Ford debuted its #FinishStrong commercial last month in a 30-second spot but will be showing a new, extended 60-second version on Sunday when the automaker expects it to rake in around 325 million views. Regardless, Ford’s absence from Super Bowl commercials is nothing new, as it hasn’t broadcast a national advertisement during the big game since 2017.
The cornerstone of Ford’s public call to action – #FinishStrong – was created by acclaimed filmmaker Peter Berg, known for such movies as Friday Night Lights, Patriots Day, and Lone Survivor. The spots are narrated by award-winning actor Bryan Cranston. Along with Film Forties, the campaign is co-produced by Civic Entertainment Group.

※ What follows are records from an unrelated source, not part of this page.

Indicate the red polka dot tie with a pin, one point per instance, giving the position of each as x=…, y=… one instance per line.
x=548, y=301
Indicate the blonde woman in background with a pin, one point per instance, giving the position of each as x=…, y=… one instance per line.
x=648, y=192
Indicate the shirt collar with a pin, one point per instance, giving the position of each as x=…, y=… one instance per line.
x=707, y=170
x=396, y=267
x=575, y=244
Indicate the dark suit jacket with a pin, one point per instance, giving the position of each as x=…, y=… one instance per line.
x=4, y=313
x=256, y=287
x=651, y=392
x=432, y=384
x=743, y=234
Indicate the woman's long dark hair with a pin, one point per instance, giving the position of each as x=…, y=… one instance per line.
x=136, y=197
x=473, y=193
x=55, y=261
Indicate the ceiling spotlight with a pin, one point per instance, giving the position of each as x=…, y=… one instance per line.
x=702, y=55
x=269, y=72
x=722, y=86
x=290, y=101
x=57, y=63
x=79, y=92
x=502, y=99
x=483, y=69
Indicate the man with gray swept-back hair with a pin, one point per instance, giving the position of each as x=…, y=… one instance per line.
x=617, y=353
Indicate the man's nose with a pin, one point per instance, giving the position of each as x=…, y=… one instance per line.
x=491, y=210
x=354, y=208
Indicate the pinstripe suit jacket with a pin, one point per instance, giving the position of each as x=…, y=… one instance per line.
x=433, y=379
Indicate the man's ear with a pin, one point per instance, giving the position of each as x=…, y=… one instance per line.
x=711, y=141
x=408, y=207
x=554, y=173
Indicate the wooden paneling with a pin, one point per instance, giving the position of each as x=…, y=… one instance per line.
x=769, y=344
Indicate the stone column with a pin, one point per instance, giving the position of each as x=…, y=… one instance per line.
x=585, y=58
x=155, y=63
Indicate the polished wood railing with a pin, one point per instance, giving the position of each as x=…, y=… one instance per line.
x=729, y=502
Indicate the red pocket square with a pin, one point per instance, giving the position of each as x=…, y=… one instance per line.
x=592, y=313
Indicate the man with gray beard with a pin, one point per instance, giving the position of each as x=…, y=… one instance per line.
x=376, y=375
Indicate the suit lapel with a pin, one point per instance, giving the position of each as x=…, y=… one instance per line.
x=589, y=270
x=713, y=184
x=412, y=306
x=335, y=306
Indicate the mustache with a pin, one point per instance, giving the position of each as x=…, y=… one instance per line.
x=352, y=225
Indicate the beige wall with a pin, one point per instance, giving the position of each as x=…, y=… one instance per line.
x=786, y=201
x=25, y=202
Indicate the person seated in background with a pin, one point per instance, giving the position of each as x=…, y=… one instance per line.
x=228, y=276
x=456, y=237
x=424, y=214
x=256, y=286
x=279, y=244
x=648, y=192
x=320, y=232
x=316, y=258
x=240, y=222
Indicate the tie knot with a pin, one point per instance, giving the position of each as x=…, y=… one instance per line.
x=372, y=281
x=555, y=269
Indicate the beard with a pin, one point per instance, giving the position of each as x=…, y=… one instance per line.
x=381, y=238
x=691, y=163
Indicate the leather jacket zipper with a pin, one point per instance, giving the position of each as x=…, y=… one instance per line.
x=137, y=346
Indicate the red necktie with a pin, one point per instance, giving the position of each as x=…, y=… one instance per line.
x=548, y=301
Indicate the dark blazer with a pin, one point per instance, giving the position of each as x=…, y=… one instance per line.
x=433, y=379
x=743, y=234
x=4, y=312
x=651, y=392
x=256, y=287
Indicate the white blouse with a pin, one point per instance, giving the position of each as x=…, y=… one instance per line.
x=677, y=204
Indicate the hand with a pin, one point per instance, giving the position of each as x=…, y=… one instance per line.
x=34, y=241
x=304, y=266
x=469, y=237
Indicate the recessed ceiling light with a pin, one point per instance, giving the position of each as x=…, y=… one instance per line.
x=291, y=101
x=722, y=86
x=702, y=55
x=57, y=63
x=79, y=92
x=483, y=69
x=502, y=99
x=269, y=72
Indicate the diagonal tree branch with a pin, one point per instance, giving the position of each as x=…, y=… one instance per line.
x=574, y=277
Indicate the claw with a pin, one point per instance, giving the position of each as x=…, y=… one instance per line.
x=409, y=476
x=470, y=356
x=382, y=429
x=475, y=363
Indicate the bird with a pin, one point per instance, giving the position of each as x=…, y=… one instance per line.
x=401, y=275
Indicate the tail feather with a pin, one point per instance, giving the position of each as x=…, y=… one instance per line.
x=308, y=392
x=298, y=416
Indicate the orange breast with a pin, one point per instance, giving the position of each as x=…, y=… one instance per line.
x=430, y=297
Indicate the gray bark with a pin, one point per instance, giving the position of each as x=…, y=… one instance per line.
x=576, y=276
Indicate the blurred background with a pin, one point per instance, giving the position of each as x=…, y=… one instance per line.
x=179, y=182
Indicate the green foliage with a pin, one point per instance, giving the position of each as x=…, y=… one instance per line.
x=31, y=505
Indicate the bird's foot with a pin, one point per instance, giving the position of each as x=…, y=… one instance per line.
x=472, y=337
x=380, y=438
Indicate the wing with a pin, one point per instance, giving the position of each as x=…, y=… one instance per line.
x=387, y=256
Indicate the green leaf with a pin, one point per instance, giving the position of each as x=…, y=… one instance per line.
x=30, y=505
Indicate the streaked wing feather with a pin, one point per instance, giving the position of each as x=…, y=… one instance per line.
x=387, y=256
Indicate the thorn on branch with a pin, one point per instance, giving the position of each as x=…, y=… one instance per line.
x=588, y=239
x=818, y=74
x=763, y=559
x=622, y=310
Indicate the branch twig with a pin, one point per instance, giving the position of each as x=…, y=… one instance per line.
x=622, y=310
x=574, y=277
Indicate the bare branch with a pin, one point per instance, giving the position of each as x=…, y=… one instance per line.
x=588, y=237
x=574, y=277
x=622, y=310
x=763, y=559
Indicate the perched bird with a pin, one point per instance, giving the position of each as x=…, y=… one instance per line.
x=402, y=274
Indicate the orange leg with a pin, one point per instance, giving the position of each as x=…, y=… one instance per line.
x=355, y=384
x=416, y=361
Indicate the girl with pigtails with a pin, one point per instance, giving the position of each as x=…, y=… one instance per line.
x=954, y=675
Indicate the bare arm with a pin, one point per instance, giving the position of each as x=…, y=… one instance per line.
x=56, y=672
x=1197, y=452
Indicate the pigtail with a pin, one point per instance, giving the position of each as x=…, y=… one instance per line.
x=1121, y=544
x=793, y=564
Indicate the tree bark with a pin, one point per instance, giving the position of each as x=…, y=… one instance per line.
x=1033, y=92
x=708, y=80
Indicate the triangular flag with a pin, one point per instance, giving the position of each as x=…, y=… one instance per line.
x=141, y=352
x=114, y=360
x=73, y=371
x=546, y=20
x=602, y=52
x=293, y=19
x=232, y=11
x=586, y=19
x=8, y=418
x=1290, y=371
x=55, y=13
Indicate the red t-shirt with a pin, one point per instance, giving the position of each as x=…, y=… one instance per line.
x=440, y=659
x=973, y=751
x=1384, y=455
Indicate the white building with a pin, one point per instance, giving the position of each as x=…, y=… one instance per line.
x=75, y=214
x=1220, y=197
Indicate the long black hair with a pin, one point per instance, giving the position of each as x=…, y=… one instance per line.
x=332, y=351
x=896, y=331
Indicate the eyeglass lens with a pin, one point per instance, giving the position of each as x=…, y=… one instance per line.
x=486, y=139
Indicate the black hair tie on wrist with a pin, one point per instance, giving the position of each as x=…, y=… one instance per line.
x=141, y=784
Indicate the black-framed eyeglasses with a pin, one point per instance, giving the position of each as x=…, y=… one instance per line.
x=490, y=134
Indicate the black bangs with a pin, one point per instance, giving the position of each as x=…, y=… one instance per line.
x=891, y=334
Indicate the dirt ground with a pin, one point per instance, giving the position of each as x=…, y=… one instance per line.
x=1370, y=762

Ford will continue to run the #FinishStrong messaging campaign in these hot spot regions through February. It is also planning Ford mask distribution days at nonprofits and local Ford dealerships in communities across the U.S. as part of a concentrated effort beginning Feb. 18th. Ford also increased its mask-donation commitment to 120 million masks, up from 100 million, for communities and organizations with limited access to personal protective equipment, and is awaiting approval for an innovative new clear N95 mask to help people hearing-impaired people.
“The data shows that we can save a lot of lives in the coming months by coming together as Americans and protecting each other. Our mission is to inspire people to stay safe. There is no bigger platform to do so than Super Bowl LV,” said Kumar Galhotra, president, Americas & International Markets Group. “Together with Ford Motor Company Fund, we’re also giving out more than 25 million medical-grade masks in some of the hardest-hit areas to make it easier for people to help protect each other.”